Ainda no tema do coronavírus, foram 28,5 mil registros de golpes relacionados a temas como prevenção, vacinação, cuidados de higiene ou venda de equipamentos de proteção, entre outros assuntos. Além disso, as autoridades ressaltam um alto número de tentativas de golpe envolvendo pedidos falsos de auxílio governamental ou ligações de bandidos se passando por representantes de agências oficiais, solicitando dados pessoais, bancários e pagamentos para liberação de recursos para comércios e cidadãos em situação de vulnerabilidade.

O FBI alerta também para um crescimento significativo nas tentativas de comprometimento de sistemas de e-mail, principalmente nos casos em que criminosos simulam a identidade de executivos reais ou endereços oficiais de uma companhia na tentativa de obter transferências de dinheiro.
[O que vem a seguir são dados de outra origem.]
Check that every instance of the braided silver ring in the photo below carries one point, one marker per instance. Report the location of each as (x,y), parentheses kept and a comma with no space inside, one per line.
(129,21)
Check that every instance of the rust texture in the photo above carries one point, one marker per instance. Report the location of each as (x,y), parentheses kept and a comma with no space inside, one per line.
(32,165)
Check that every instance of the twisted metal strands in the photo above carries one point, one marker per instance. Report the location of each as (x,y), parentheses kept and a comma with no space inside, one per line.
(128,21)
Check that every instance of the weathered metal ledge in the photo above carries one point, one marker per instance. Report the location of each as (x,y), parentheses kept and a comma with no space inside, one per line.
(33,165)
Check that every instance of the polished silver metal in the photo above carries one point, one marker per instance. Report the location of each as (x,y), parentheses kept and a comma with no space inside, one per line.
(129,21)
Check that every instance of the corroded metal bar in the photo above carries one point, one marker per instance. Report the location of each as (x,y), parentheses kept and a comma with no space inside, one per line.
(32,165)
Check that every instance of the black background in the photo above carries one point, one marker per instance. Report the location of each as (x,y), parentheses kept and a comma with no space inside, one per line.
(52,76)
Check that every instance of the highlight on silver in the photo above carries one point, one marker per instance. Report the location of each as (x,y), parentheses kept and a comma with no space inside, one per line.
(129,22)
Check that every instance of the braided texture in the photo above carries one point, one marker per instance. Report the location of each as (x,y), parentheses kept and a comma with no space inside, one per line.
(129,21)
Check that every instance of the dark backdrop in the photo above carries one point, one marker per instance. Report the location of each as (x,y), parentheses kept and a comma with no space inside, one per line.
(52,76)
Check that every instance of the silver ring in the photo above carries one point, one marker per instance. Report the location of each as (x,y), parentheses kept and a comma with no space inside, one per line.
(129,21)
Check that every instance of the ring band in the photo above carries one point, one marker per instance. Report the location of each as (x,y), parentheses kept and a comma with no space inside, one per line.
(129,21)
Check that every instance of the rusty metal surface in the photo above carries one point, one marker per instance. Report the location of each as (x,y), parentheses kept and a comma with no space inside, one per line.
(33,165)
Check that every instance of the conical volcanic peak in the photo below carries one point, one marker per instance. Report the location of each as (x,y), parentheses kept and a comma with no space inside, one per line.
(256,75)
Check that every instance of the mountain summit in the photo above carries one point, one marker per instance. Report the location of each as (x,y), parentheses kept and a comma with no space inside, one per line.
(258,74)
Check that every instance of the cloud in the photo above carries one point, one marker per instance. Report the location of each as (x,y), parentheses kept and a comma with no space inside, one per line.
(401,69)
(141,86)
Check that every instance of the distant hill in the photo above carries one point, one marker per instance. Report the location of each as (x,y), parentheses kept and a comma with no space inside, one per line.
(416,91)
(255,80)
Apenas aqui, os prejuízos acumulados são de US$ 1,8 bilhão, representando uma tendência considerável de ameaça para 2021, também.

As autoridades chamam a atenção, ainda, para o crescimento de tentativas de fraude envolvendo bandidos que se passam por representantes ou atendentes de suporte técnico ou serviços de atendimento de empresas. Nessa categoria, foram US$ 146 milhões em perdas no ano de 2020, um número que pode não parecer tão alto assim diante do todo, mas que representa um aumento de 171% em relação a 2019.